With the Pokémon series setting its sights firmly on the Nintendo Switch, Yokai Watch has stepped up to satisfy our monster collecting fix on the dual screen handheld. Blasters arrived in the west this September and helped to ease the wait for the third mainline instalment which is set to launch sometime this Winter. The spin-off bears a resemblance to the Pokémon Mystery Dungeon series in that it allows you to take command of the franchise's poster boys in their very own adventure.
We chose the Red Cat Corps version and our journey started with our team of blasters dashing off in fear after attempting to save the day from an evil group of Yokai who are terrorising the town. After retreating to our hideout, our group of "bottom-of-the-barrel" blasters are met by Sergeant Burly who has been sent from the Blasters Association to give us some much needed tough love and training. The story sees your rise to the top after being on the brink of being disbanded and features some nice touches such as the original voice cast lending their talents for the main ensemble and short teaser trailers in the style of the anime for each chapter.
Combat in Blasters is in more of an action-RPG style and requires you to mash together a mix of physical attacks, special attacks and dodges whilst cycling through your team of Yokai. Each Yokai has a special attack which can be triggered once the team receives a certain amount of damage. Jibanyan's special move, paws of furry, has him rapidly slash foes with his paws delivering a blistering combo of attacks to any nearby facing enemies. You have four interchangeable Yokai in your team and each has their own class of either fighter, healer, ranger and tank. There are no restrictions on how you arrange your team (you could have four fighters, for example, or a balanced team with a member of each class) and most of our fun came from reshuffling our team and befriending new creatures for experimentation.

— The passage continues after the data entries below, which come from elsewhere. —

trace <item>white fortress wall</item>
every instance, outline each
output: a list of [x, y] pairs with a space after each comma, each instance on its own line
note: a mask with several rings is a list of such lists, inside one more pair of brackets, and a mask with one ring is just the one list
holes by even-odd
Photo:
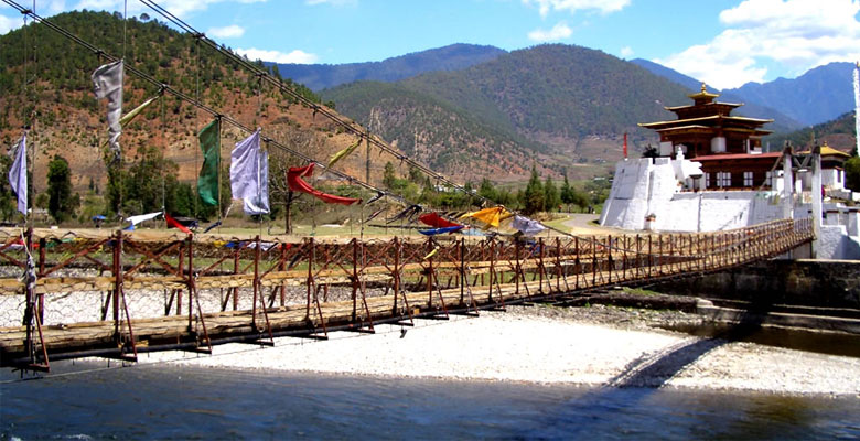
[[624, 229], [643, 229], [648, 208], [651, 160], [619, 161], [610, 196], [603, 203], [600, 224]]

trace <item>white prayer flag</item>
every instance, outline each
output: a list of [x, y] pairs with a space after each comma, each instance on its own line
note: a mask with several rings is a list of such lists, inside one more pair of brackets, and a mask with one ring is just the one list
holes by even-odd
[[269, 153], [260, 149], [259, 129], [230, 152], [230, 191], [245, 213], [269, 213]]
[[114, 152], [114, 158], [119, 159], [119, 136], [122, 132], [122, 126], [119, 122], [122, 117], [122, 60], [99, 66], [93, 73], [93, 86], [96, 98], [108, 99], [107, 120], [110, 137], [108, 143], [110, 151]]
[[137, 216], [129, 216], [129, 217], [126, 217], [126, 220], [130, 222], [131, 225], [138, 225], [141, 222], [143, 222], [143, 220], [154, 219], [155, 217], [159, 217], [159, 216], [161, 216], [161, 212], [147, 213], [147, 214], [141, 214], [141, 215], [137, 215]]
[[18, 195], [18, 211], [26, 216], [26, 133], [21, 137], [12, 166], [9, 168], [9, 185]]

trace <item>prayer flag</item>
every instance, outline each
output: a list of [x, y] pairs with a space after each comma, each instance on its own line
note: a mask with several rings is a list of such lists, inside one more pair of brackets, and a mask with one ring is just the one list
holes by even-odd
[[429, 225], [433, 228], [462, 226], [455, 222], [445, 219], [444, 217], [440, 216], [438, 213], [428, 213], [426, 215], [419, 216], [418, 220], [421, 220], [426, 225]]
[[154, 100], [157, 100], [159, 98], [161, 98], [161, 95], [158, 95], [158, 96], [154, 96], [154, 97], [152, 97], [150, 99], [147, 99], [146, 101], [143, 101], [143, 104], [141, 104], [140, 106], [136, 107], [133, 110], [129, 111], [128, 114], [126, 114], [126, 116], [120, 118], [119, 119], [119, 125], [125, 127], [127, 123], [131, 122], [131, 120], [135, 119], [138, 115], [140, 115], [140, 112], [143, 111], [143, 109], [149, 107], [149, 105], [151, 105]]
[[463, 229], [462, 225], [454, 225], [450, 227], [442, 227], [442, 228], [432, 228], [432, 229], [419, 229], [418, 233], [424, 235], [424, 236], [436, 236], [439, 234], [445, 234], [445, 233], [455, 233]]
[[197, 135], [203, 151], [203, 166], [197, 178], [197, 194], [206, 205], [218, 205], [218, 169], [221, 169], [221, 119], [215, 118]]
[[126, 220], [130, 222], [131, 225], [133, 226], [133, 225], [138, 225], [138, 224], [140, 224], [141, 222], [144, 222], [144, 220], [154, 219], [155, 217], [159, 217], [160, 215], [161, 215], [161, 212], [148, 213], [148, 214], [141, 214], [141, 215], [137, 215], [137, 216], [126, 217]]
[[180, 224], [179, 220], [174, 219], [173, 216], [169, 215], [166, 212], [164, 212], [164, 220], [168, 222], [169, 226], [174, 227], [182, 233], [191, 234], [190, 229], [185, 228], [184, 225]]
[[99, 66], [93, 73], [93, 86], [96, 98], [108, 99], [108, 135], [110, 151], [114, 152], [114, 159], [118, 160], [121, 149], [119, 147], [119, 136], [122, 132], [120, 117], [122, 116], [122, 60]]
[[335, 162], [340, 161], [341, 159], [345, 158], [347, 154], [350, 154], [353, 151], [355, 151], [355, 149], [357, 149], [358, 146], [362, 144], [362, 139], [363, 138], [358, 138], [358, 140], [355, 141], [355, 143], [353, 143], [350, 147], [338, 151], [337, 153], [334, 153], [334, 155], [332, 155], [332, 159], [329, 160], [329, 168], [331, 169], [332, 165], [334, 165]]
[[510, 213], [508, 213], [508, 211], [506, 211], [503, 206], [494, 206], [477, 212], [466, 213], [460, 217], [472, 217], [490, 226], [498, 227], [498, 223], [502, 219], [510, 217]]
[[269, 213], [269, 153], [260, 149], [260, 130], [230, 152], [230, 190], [247, 214]]
[[519, 215], [514, 216], [514, 222], [510, 225], [523, 233], [525, 236], [534, 236], [547, 229], [547, 227], [545, 227], [539, 222]]
[[315, 164], [314, 162], [311, 162], [307, 166], [290, 168], [290, 170], [287, 172], [287, 184], [290, 186], [290, 190], [292, 190], [293, 192], [302, 192], [302, 193], [311, 194], [314, 197], [321, 200], [322, 202], [325, 202], [326, 204], [352, 205], [355, 204], [356, 202], [362, 202], [362, 200], [359, 198], [326, 194], [310, 186], [307, 182], [304, 182], [304, 180], [302, 180], [302, 176], [312, 175], [314, 164]]
[[26, 133], [21, 137], [9, 168], [9, 185], [18, 196], [18, 211], [26, 216]]

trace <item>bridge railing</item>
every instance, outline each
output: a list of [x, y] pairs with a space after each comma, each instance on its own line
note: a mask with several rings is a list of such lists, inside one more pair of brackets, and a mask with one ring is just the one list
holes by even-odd
[[809, 219], [714, 233], [516, 240], [0, 233], [7, 236], [0, 351], [25, 349], [34, 359], [40, 352], [46, 359], [51, 349], [45, 330], [80, 322], [108, 325], [120, 346], [135, 345], [138, 323], [158, 319], [184, 321], [198, 344], [212, 342], [209, 331], [239, 325], [221, 323], [225, 318], [269, 336], [286, 326], [278, 321], [288, 313], [322, 332], [344, 321], [373, 327], [385, 316], [476, 313], [523, 299], [716, 271], [785, 254], [813, 236]]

On top of this, there are also items you can purchase from Dimmy's shop on the second floor of your hideout and equipment that can be crafted for stat boosts from materials gathered out on missions. The purchasable items can really give you the upper hand and some can allow you to slow down a boss or appear temporarily invisible. The main issue with the combat system though is that it doesn't feel all that deep, especially when compared to the mainline entries. If you don't keep varying your team and equipment things can quickly feel dull as you repeat the same process of attacking, dodging and waiting for your special moves to cool down.
By reporting to Sergeant Burly you can select between three categories of missions: Story, Patrol, and Big Boss (providing that you have passed the first few chapters). Story missions make up the bulk up the title's ten chapters and usually require you to complete a common task such as dispatching a group of troublemaking Yokai or collecting fallen items. Besides a change in setting and some new faces along the way, these missions usually remain pretty similar with the difficulty barely ramping to keep things engaging. This thrown in with the bare bones combat system does become tedious after the first handful of chapters. Luckily, Blasters has some other tricks up its sleeve.